The presidential election that resulted in Donald Trump’s victory was unusual for a host of reasons. One of the many curious stories to appear related to whether his Slovene-born wife, Melania Trump, worked in the United States in the 1990s without a proper visa. Then came an even more bizarre story that connected Ms. Trump, a former model, to an escort agency. For that, Mail Media, parent company of the The Daily Mail, as well as a blogger named Webster Griffin Tarpley found themselves as defendants in a libel lawsuit.
The action was filed in Maryland, and now both sides are fighting over whether the lawsuit from Ms. Trump, who became a U.S. citizen a decade ago, really belongs in the state. Sometimes, jurisdiction is one of those dry procedural issues of law that glazes one’s eyes. But this one deserves attention.
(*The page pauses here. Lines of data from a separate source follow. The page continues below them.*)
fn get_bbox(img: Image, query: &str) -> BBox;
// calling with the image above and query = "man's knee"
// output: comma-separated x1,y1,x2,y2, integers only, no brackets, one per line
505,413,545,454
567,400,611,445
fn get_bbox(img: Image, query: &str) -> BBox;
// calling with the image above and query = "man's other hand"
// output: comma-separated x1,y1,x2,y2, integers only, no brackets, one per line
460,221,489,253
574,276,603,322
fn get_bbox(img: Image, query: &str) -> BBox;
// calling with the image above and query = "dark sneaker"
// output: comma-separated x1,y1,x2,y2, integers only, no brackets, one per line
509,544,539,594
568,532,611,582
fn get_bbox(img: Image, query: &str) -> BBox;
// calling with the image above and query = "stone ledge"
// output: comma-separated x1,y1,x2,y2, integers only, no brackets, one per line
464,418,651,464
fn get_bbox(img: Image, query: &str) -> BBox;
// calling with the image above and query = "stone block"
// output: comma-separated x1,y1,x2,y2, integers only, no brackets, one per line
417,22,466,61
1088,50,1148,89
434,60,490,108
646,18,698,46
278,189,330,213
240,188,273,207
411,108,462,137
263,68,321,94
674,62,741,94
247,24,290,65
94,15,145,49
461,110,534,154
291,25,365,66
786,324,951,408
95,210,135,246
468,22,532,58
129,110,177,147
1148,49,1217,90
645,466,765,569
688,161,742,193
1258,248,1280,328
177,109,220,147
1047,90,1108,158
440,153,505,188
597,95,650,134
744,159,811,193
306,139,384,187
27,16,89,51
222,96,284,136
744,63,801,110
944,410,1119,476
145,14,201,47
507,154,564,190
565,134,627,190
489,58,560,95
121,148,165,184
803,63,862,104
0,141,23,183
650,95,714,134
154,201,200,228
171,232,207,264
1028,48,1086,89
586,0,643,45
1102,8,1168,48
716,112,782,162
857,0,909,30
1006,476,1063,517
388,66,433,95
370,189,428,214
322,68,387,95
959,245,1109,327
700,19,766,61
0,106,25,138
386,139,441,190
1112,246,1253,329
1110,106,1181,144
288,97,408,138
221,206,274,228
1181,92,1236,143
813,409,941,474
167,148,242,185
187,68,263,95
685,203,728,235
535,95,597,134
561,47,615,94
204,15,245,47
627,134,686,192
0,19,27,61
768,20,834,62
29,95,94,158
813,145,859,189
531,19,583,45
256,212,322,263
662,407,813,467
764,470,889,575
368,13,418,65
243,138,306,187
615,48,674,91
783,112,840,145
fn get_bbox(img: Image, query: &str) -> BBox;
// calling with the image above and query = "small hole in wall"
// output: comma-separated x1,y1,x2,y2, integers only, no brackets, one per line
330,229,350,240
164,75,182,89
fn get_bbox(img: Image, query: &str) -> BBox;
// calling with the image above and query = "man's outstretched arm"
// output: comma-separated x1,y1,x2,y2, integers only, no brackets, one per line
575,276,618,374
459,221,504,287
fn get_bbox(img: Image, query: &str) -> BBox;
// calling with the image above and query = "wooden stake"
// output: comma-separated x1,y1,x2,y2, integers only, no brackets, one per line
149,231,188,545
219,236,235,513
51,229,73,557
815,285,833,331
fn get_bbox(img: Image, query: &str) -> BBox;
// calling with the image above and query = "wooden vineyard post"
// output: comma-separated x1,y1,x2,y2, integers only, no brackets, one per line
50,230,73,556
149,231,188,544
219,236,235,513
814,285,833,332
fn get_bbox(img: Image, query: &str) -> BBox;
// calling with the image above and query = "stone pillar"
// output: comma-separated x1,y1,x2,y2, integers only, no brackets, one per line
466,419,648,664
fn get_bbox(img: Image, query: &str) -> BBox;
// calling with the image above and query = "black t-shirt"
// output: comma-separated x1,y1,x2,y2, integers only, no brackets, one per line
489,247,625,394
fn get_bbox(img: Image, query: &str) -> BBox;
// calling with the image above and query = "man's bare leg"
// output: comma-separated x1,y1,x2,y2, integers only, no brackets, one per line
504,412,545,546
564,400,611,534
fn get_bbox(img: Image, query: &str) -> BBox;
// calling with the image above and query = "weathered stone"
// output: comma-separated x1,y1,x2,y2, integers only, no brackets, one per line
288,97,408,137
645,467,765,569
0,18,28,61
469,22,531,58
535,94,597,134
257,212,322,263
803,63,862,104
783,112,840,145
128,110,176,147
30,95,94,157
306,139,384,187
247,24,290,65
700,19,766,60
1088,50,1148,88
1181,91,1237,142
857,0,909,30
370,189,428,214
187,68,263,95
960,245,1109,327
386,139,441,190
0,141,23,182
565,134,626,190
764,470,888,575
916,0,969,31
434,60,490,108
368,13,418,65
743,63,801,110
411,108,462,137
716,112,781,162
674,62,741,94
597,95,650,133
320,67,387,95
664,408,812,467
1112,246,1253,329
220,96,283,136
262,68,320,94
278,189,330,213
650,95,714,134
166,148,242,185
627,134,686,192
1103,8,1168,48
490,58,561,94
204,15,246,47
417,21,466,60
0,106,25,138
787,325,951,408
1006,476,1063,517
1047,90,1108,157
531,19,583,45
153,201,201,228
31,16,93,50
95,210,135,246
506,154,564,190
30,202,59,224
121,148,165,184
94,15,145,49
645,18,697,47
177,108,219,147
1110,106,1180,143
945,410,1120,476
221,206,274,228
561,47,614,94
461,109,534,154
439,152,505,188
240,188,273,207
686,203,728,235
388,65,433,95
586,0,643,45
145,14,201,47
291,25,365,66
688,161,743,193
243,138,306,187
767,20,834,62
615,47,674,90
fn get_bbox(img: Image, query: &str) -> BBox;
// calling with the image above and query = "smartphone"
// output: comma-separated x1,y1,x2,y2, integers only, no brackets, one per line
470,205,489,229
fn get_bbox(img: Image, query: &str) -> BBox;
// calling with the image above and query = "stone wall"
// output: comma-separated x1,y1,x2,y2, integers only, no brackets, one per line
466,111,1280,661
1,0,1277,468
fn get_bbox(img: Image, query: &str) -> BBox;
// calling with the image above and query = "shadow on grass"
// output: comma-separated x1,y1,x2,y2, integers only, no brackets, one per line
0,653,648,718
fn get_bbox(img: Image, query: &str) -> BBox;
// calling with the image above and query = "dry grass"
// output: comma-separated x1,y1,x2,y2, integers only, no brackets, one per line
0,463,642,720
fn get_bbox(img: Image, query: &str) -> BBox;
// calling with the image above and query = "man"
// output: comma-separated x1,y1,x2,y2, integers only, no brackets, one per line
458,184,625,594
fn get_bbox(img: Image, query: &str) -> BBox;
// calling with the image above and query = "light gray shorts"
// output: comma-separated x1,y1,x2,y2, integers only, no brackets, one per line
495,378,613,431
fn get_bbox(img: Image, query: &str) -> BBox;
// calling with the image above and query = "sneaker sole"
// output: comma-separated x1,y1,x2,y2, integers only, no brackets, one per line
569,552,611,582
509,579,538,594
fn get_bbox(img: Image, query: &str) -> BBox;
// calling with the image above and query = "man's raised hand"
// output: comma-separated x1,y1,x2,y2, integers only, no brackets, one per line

Trump is represented by Beverly Hills attorney Charles Harder, who found success in a Florida state court (after initially experiencing a setback in a federal one) against Gawker in the Hulk Hogan sex tape case. In an interview with THR last September, Harder admitted to having charts in his office mapping the differences in libel and privacy laws throughout the country. But there’s more to the tactical game of litigation. Various states also have anti-SLAPP statutes that can sometimes result in plaintiffs having to pay defendants their legal fees in frivolous lawsuits that arise from First Amendment activity. Some jurisdictions have heavy case loads that move slowly, while other courts move at a more brisk pace. Not to be ignored, some judges have lifetime appointments, while others get on the bench through elections. That might be of importance in a case receiving the public spotlight.
In other words, it’s no small deal where a lawsuit gets filed, and so when Harder filed this lawsuit in Maryland, naming one local blogger few had ever heard of as a co-defendant, one can presume he saw some advantage to the location. But was it proper? Can media outlets, now publishing widely, be dragged into the most inhospitable forums? If so, constitutional principles limiting public figures in lawsuits might take a back seat to other factors impacting the adjudication and outcome of a case.
Mail Media is now arguing it has no business in a Maryland court over a story headlined, “Naked photoshoots, and troubling questions about visa that won’t go away: The VERY racy past of Donald Trump’s Slovenian wife.”